Grèce archaïque : découverte de fosses communes, possible témoignage d'un massacre politique

Par @Culturebox
Mis à jour le 06/12/2016 à 06H30, publié le 14/04/2016 à 18H47
Certains des squelettes retrouvés, alignés dans les fosses, ont les mains attachées par des liens en fer. 

Certains des squelettes retrouvés, alignés dans les fosses, ont les mains attachées par des liens en fer. 

© ARIS MESSINIS / GREEK CULTURE MINISTRY / AFP

Le ministère grec de la Culture a annoncé le 14 avril la découverte près d'Athènes de deux fosses communes contenant les restes de 80 hommes, qui pourraient être les partisans exécutés de Cylon, un prétendant à la tyrannie sur l'Athènes archaïque.

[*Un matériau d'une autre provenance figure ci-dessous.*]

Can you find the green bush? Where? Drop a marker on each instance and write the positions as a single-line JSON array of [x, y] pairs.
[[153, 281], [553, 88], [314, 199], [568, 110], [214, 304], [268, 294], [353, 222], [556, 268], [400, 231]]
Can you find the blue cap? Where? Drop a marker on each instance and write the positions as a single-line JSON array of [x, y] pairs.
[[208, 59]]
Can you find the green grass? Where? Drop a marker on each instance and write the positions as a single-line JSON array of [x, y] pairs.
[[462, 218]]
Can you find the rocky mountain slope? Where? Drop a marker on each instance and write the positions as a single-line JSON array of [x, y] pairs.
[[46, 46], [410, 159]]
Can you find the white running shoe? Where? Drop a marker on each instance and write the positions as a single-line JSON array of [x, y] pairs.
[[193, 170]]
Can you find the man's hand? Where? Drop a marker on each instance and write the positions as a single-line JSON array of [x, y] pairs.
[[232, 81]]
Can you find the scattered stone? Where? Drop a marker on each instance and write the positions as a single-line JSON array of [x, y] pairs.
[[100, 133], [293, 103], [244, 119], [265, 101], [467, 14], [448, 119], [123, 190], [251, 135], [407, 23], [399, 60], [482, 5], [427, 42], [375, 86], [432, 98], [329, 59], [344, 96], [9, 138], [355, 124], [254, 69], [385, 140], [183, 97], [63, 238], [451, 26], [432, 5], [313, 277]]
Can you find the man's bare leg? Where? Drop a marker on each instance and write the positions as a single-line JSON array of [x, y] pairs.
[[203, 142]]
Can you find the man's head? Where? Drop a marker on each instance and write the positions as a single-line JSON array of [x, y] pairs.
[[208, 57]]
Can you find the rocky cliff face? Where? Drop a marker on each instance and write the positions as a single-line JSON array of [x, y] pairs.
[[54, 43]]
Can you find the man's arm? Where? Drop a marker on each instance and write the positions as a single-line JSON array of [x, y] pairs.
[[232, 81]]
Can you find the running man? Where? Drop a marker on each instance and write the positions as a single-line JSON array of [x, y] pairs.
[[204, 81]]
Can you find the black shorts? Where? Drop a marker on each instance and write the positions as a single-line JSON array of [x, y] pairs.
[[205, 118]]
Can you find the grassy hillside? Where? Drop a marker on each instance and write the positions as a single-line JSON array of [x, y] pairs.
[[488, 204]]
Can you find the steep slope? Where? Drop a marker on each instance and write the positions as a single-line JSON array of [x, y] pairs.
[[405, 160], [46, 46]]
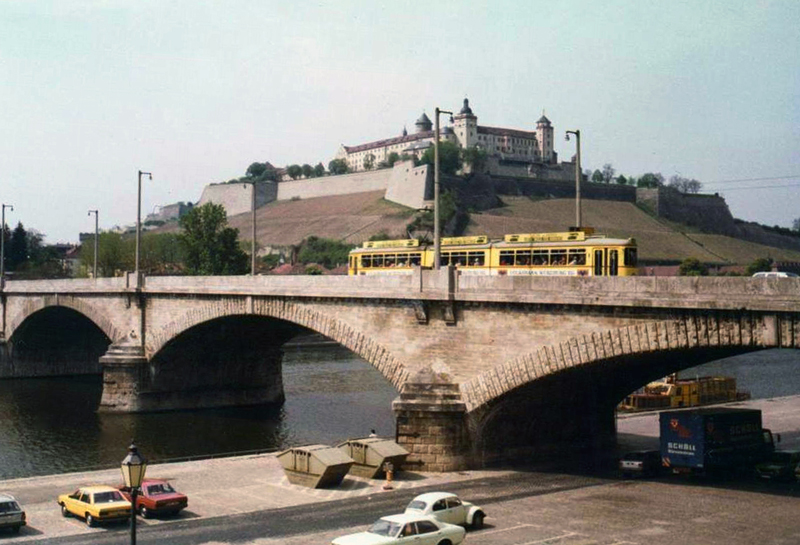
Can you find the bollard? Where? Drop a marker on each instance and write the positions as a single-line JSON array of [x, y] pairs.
[[389, 469]]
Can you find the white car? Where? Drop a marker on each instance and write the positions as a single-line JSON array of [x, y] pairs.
[[447, 508], [406, 529]]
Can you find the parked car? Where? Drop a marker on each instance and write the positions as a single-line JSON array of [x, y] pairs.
[[405, 528], [95, 504], [447, 508], [156, 497], [11, 514], [781, 466], [644, 463]]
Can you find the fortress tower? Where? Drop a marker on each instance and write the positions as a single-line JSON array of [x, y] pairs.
[[544, 137], [465, 125]]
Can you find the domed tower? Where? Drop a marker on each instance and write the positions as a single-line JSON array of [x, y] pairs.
[[465, 125], [424, 123], [544, 137]]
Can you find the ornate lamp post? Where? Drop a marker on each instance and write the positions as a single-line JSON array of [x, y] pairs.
[[253, 244], [577, 176], [133, 468], [96, 231], [3, 244], [139, 221], [436, 237]]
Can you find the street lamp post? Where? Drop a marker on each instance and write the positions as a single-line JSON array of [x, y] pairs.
[[436, 241], [139, 221], [577, 134], [253, 244], [96, 231], [133, 469], [3, 244]]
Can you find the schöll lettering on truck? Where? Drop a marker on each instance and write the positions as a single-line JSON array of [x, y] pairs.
[[703, 439]]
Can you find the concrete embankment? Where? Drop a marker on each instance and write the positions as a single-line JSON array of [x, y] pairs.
[[215, 487]]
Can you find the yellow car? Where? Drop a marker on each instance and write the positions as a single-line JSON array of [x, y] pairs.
[[95, 504]]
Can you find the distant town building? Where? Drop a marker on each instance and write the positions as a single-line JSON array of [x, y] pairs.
[[510, 151], [169, 212]]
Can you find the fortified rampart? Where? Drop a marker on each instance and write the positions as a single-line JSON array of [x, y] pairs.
[[404, 184], [709, 213]]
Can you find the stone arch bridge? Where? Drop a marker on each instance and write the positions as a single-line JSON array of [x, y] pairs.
[[488, 368]]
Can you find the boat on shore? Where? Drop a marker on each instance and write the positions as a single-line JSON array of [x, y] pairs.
[[672, 392]]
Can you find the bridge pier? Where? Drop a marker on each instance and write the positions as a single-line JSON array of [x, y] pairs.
[[431, 426]]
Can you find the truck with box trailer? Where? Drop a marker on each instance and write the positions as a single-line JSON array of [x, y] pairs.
[[714, 440]]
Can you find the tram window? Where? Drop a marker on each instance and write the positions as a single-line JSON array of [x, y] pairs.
[[523, 258], [577, 257], [459, 259], [558, 257], [477, 259]]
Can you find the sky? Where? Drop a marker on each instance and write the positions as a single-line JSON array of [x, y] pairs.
[[91, 92]]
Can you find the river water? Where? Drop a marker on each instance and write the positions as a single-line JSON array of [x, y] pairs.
[[50, 425]]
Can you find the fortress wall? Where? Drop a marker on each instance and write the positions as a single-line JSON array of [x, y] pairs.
[[357, 182], [237, 198], [707, 212], [410, 185]]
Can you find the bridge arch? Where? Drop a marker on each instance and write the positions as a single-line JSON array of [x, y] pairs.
[[380, 357], [80, 305], [692, 333]]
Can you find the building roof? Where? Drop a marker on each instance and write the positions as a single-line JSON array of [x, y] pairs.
[[389, 141], [497, 131]]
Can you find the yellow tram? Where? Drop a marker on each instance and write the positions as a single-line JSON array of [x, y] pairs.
[[573, 253]]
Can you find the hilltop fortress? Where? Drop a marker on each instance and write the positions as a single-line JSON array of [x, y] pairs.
[[510, 153]]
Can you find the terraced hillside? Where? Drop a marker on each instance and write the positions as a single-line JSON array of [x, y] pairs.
[[658, 241], [352, 218]]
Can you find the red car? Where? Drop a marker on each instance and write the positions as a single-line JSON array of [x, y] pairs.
[[156, 498]]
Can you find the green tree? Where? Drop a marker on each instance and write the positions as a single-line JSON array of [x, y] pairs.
[[762, 264], [450, 160], [324, 251], [294, 171], [338, 166], [17, 249], [608, 173], [651, 180], [211, 247], [475, 157], [691, 266]]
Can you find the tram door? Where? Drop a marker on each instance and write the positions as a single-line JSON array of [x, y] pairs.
[[606, 262], [598, 262]]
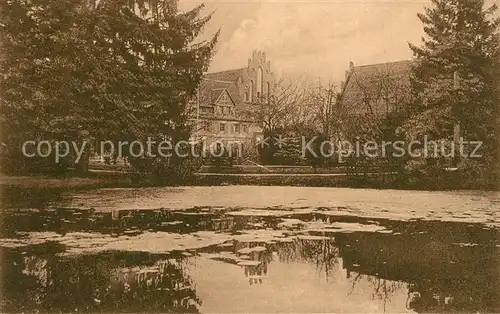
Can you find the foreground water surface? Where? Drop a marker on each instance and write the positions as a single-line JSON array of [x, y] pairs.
[[252, 249]]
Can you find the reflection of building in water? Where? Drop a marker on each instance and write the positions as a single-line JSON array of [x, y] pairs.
[[167, 277], [95, 283], [255, 258]]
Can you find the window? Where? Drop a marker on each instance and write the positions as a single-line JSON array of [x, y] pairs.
[[260, 82], [268, 92], [251, 91], [206, 127]]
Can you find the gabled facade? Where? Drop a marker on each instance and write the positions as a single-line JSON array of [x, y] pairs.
[[224, 99]]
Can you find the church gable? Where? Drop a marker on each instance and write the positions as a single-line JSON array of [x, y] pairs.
[[224, 99]]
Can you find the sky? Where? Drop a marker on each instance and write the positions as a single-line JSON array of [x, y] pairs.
[[312, 38]]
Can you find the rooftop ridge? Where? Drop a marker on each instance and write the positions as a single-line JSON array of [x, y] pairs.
[[224, 71], [382, 63]]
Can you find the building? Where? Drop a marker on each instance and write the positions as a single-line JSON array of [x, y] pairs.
[[372, 92], [225, 101]]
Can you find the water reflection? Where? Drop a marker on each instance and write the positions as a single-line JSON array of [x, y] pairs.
[[398, 266]]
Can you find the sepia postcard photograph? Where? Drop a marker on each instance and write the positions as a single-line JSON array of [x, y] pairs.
[[249, 156]]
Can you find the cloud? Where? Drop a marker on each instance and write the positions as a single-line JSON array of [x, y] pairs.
[[321, 37], [315, 37]]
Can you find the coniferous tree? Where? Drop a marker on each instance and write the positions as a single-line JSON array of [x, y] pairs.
[[455, 76], [115, 69]]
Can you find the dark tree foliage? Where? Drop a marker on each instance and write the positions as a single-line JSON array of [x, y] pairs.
[[114, 69], [456, 79]]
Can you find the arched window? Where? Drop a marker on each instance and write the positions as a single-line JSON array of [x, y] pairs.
[[259, 82], [251, 90]]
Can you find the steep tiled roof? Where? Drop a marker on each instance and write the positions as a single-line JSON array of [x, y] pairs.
[[368, 76], [210, 91], [397, 67], [230, 75]]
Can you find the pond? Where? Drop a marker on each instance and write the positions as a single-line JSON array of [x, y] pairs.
[[106, 251]]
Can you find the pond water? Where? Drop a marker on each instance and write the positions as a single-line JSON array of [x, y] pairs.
[[300, 255]]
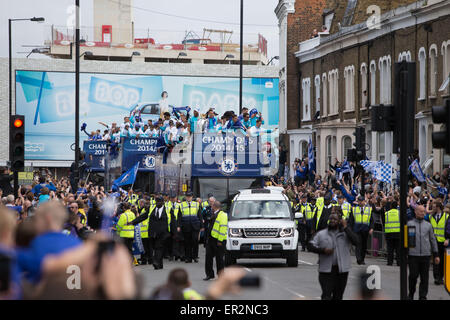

Cette hypothèse a été avancée par la directrice des services archéologiques de la région ouest d'Athènes, Stella Chryssoulaki, lors de la présentation des fouilles au Conseil central d'archéologie (KAS), le sourcilleux gendarme du patrimoine antique grec. Le KAS a décidé de lancer une enquête scientifique "pour examiner l'affaire", au vu "de la grande importance des découvertes", a indiqué le ministère de la Culture dans un communiqué. 
Certains des squelettes découverts sont couchés sur le dos, d'autres sur le ventre.

Certains des squelettes découverts sont couchés sur le dos, d'autres sur le ventre.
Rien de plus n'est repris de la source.